Last Words To My Readers
:
To Mars Via The Moon
As I have decided to stay here upon Mars, and have just taken leave of
my two dear old friends, I will now address a few last words to those
who may read this record of our trip to Mars, and then seal up the
packet ready for John to take with him.
In the course of my conversations with Merna's tutors, I learnt much
about the past history of the Martian people; and they told me that it
dates back to
such a remote antiquity that, as compared with theirs,
ours is only the history of an infancy!
Mars, being a much smaller globe than the earth, cooled down and became
habitable aeons before the earth reached that stage; and at the time when
the earlier inhabitants of our world were living in woods and
caves-slowly and painfully fashioning for themselves weapons and tools
out of chipped flint-stones-there existed upon Mars a people who had
then arrived at a full and vigorous civilisation.
What wonder then that, with all these past ages of development and the
incentive which the present physical condition of the planet supplies
them, the Martians of the present day are in all respects, whether
physically, morally, or intellectually, far in advance of the
inhabitants of our much younger, and therefore less developed, world!
The lessons to be learned from this, and from the physical conditions
now prevailing on the planet, are very similar.
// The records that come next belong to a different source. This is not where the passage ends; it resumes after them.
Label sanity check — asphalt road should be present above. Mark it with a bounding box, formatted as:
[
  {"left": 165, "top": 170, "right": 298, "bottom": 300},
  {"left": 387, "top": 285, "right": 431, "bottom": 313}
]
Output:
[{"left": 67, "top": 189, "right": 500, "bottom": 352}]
Mars, gradually, but inevitably, becoming a vast desert, and with the
end of all things certain to arrive in a comparatively near future,
pictures to us what must as inevitably be the fate of our own world ages
hence, unless it come to an untimely end by some catastrophe.
As Professor Lowell has pointed out, we know we have an abundant supply
of water at the present time, but we also know that, ages ago, the area
of our world covered with water was immensely greater than it is now.
From the very beginning of our world's existence the process of
diminution of the water area has always gone on, and it will still go
on-slowly, surely, and continually.
As an inevitable result of this decrease of water, and other natural
conditions, vast areas of land on both sides of our tropical zones have
become deserts; and it is a scientific certainty that this process of
desertism will, and must continue, until it covers the whole world.
But, I think, the end will long be delayed, for the loss by desertism
will, as it seems to me, for ages be compensated by the new and
habitable land arising from areas now covered by water. The old sea-beds
upon Mars are now the most fertile areas upon that planet.
As the desertism increases conditions similar to those of Mars will
arise; the earth will become more level, polar glaciation will cease,
the atmosphere become thinner, and water vapour, instead of falling as
rain, will be carried by circulatory currents to the poles, and there be
deposited as snow. What the Martians have accomplished has shown us how
to stave off the water difficulty, and also how a highly civilised and
intelligent people can bravely and calmly face the end which they
clearly foresee!
This is the lesson from the present physical condition of Mars.
On the other hand, the continual progress of civilisation upon Mars, and
the very high development attained there, coupled with what we know of
our own progress during the ages past, give certainty to the hope that
our own civilisation will continue to develop, slowly indeed, but
surely; and also to the belief that, compared to what it will be in the
future, our present stage of civilisation is merely savagery.
Development will lead to progress in everything which tends to increase
the intelligence, wisdom, and happiness of the whole human race.
Our world has seen the rise and fall of many civilisations, but fresh
ones have risen, phoenix-like, from the ashes of those which have
departed and been forgotten. "The individual withers," but "the world is
more and more." As it was in the past, so will it be in the
future-ever-changing, ever-passing, but ever-renewing, until the final
stage is reached.
Since the earliest dawn of our creation the watchword of humanity has
been "Onward!" and it is still "Onward!" but also "Upward!!" The
possibilities of the development of the human race in the ages yet to
come are so vast as to be beyond our conception; for, as Sir Oliver
Lodge has remarked, "Eye hath not seen, nor ear heard, nor has it
entered into the mind of man to conceive what the future has in store
for humanity!" Then:
"Forward, forward, let us range,
Let the great world spin for ever down the ringing grooves of change!"
This, then, is the great lesson which Martian civilisation teaches us.
Surely it affords no reason for the depression and pessimism in which
some upon the earth are so prone to indulge; but rather should it stir
them to a more earnest endeavour, by gradually removing the obstacles
which now bar their progress, to improve the social conditions of the
people; so that they in their turn may improve their intellectual
conditions, and lend their aid to the general advancement of the world
they live in.
Gloom, depression, and pessimism, of which we have had more than enough
of late years, never yet helped any one. They have, however, proved
disastrous to many.
Remember our world is young yet! so set before yourselves the great
ideal of the brotherhood of humanity! Our religion teaches it; strive to
help in attaining it; and in so doing each may, and will, achieve
something to help forward the gradual evolution of a brighter and
happier world for the generations that are to come. In that brighter and
happier world I have faith, for:
"I hold it truth with him who sings,
To one clear harp in divers tones,
That men may rise on stepping-stones
Of their dead selves to higher things."
And:
"I doubt not through the ages one increasing purpose runs,
And the thoughts of men are widen'd with the process of the suns."